Court Opinion

ID: 5438731
Source: CourtListenerOpinion
Date Created: 2022-01-08 17:58:25.139502+00
Date Added: 2024-06-11T08:31:56.069278
License: Public Domain

By the Court, McKinstry, J.:
The District Court had jurisdiction. The action is to recover the value of goods, wares and merchandise sold and delivered, and the plaintiff is pursuing his “common-law remedy.”
The master’s power is presumed, in the absence of evidence to the contrary, to extend to making contracts "for supplies in the home port, which shall bind the owners. (Provost v. Patchin, 9 N. Y. 239, and cases there cited.) Whatever the doctrine of the maritime law, by the analogies of the common law, the duties and relations of the master furnish presumptive evidence of his authority to purchase supplies. The first instruction was not erroneous.
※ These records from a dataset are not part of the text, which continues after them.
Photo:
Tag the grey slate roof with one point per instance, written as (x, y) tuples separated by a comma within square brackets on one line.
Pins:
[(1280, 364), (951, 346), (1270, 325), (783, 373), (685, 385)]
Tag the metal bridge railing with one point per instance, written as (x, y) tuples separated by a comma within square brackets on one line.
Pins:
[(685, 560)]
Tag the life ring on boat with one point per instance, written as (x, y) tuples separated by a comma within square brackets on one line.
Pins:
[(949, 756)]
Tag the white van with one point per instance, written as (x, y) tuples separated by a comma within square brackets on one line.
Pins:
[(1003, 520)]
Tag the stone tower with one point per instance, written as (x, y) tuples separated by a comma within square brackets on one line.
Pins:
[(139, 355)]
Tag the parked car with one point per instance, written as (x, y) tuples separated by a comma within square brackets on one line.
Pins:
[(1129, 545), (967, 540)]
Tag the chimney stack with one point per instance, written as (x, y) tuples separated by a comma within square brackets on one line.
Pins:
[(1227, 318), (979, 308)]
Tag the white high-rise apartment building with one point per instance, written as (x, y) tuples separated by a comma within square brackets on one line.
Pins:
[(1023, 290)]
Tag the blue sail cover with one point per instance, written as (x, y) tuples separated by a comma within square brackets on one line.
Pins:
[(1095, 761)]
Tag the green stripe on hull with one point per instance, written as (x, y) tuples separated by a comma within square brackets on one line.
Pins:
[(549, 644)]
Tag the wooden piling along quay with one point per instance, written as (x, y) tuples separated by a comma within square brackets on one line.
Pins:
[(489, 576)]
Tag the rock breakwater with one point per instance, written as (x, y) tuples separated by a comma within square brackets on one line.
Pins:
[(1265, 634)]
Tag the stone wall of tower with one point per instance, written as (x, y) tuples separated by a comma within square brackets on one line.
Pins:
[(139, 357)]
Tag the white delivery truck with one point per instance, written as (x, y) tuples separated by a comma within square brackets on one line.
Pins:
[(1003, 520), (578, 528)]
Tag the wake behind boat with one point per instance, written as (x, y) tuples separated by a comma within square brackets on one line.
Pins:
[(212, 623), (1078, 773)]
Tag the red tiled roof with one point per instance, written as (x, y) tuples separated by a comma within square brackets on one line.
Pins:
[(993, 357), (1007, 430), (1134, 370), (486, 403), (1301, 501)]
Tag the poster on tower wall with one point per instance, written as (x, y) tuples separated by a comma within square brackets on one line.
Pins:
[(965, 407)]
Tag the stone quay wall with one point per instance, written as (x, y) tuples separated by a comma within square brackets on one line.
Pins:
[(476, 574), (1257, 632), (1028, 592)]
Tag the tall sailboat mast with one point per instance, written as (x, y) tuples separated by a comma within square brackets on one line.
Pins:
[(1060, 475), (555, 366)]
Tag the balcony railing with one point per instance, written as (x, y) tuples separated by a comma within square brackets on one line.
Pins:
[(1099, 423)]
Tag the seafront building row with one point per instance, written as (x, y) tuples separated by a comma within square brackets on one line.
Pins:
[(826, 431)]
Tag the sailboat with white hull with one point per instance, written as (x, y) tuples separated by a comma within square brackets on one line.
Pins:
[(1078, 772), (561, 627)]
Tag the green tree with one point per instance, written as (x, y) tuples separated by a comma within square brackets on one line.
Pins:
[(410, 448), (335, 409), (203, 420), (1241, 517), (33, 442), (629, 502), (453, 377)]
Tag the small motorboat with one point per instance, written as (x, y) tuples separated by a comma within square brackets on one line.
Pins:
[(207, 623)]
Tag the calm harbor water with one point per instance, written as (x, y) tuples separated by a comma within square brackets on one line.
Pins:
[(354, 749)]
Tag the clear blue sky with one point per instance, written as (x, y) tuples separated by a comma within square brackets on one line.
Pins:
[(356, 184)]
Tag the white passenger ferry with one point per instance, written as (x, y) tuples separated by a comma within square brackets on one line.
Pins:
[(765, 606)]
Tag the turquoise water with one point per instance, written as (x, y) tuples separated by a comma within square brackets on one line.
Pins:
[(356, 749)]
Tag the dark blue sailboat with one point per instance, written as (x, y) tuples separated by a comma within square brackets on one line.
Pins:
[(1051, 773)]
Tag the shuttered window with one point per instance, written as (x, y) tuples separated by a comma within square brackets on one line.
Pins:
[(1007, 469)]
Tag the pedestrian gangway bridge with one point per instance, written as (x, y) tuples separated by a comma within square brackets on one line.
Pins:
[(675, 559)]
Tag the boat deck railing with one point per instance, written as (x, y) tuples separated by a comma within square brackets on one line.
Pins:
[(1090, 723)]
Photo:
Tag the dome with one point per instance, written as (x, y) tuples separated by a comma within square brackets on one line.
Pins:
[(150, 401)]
Nor was the second instruction given erroneous. It was simply to the effect that if the purchases were made by the captain with the knowledge and consent of the ship’s husband, the owners were prima facie liable. The juTy were not told that the owners were liable if it affirmatively appeared that the supplies were furnished on the exclusive credit of the ship’s husband, or master, nor can such an inference be properly drawn from the language employed by the court below.
The second instruction asked by defendant was properly refused, as the hypothesis suggested by it is not that exclusive credit was given to the ship’s husband; and again, there seems not to have been any evidence that the goods were “ordered” by the ship’s husband.
The fifth instruction offered by defendant was to the effect, that if there was evidence tending to prove a fact alleged by defendant to constitute a defense, the verdict should be in his favor; or if otherwise construed it is obnoxious to the objection that it does not proceed on the idea of an ex-*242elusive credit to the ship’s husband. It was not error to refuse it.
The sixth instruction, as offered, does not appear to be sustained by reason or authority.
It was not error to refuse the seventh instruction as asked by defendant. It assumes that if the notes were accepted in payment, they were accepted in payment of the whole account sued on; while, as appears from the evidence, a portion of the articles mentioned in the account were furnished after the notes were given. If, therefore, the notes were received in payment for the goods previously sold, the defendant would not necessarily be entitled to a verdict.
Judgment and order affirmed.
Neither Mr. Chief Justice Wallace nor Mr. Justice Niles expressed an opinion.